Среди публикуемых сказок — как хорошо знакомые (переводы Киплинга, Э. Распэ), так и совсем неизвестные сегодняшнему читателю. Hапример, очаровательная сказка "Царь Пузан". Сказка была написана в 1917 году (то есть она — ровесница "Крокодила") "по требованию" детей автора — для детского спектакля в Куоккале. Главный герой сказки — нелепый тощий великан, который занят тем, что, как принято в сказках Чуковского, глотает кого ни попадя, а потом исправляется под влиянием доброго и толстого царя Пузана, который вообще-то сначала пришел к великану, чтоб его убить ("Я царь… я Пузан Восемнадцатый… я пришел сюда, чтобы отрубить вам голову… Hо вы больны, вы лежите в постели… не могу же я рубить голову больному… мне вас очень жалко, и я сейчас принесу вам воды…"). Особую прелесть сказке (как и другим сказкам 10-х годов) сообщают рисунки из первых изданий, заботливо включенные составителем в нынешний том. Тут можно говорить — при том, что иллюстраторами сказок были художники очень разные, — о замечательном единстве текста и иллюстраций. Критик и сказочник Чуковский и первые иллюстраторы его сказок были людьми одной эпохи, и как в детских сказках слышатся отголоски «взрослой» поэзии начала века, так же и иллюстрации к ним то вдохновлены творчеством художников «Сатирикона» (как в "Крокодиле"), то чувствуется в них дыхание "Мира искусства" и Бердслея (как в иллюстрации к "Царю Пузану", прямо и пародийно отсылающей к бердслеевской графике).
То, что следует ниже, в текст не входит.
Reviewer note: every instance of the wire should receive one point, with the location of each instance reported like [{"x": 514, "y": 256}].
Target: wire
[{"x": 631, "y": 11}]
Вообще рисунки к сказкам Чуковского, сделанные сатириконцами и их учениками, — это совершенно особый изобразительный жанр. Ре-Ми (H. Ремизов) первым ввел традицию изображать автора — Чуковского — в качестве персонажа его же сказки. И другие художники эту традицию подхватили. Жаль, что среди иллюстраций Юрия Анненкова к «Мойдодыру» не воспроизводится их замечательный "двойной портрет", где сидит «протяженносложенный» Чуковский, а у ног его расположился Анненков в рабочей блузе, — и каждый укоризненно указывает пальцем на "нечистых трубочистов", понуро стоящих на соседней странице…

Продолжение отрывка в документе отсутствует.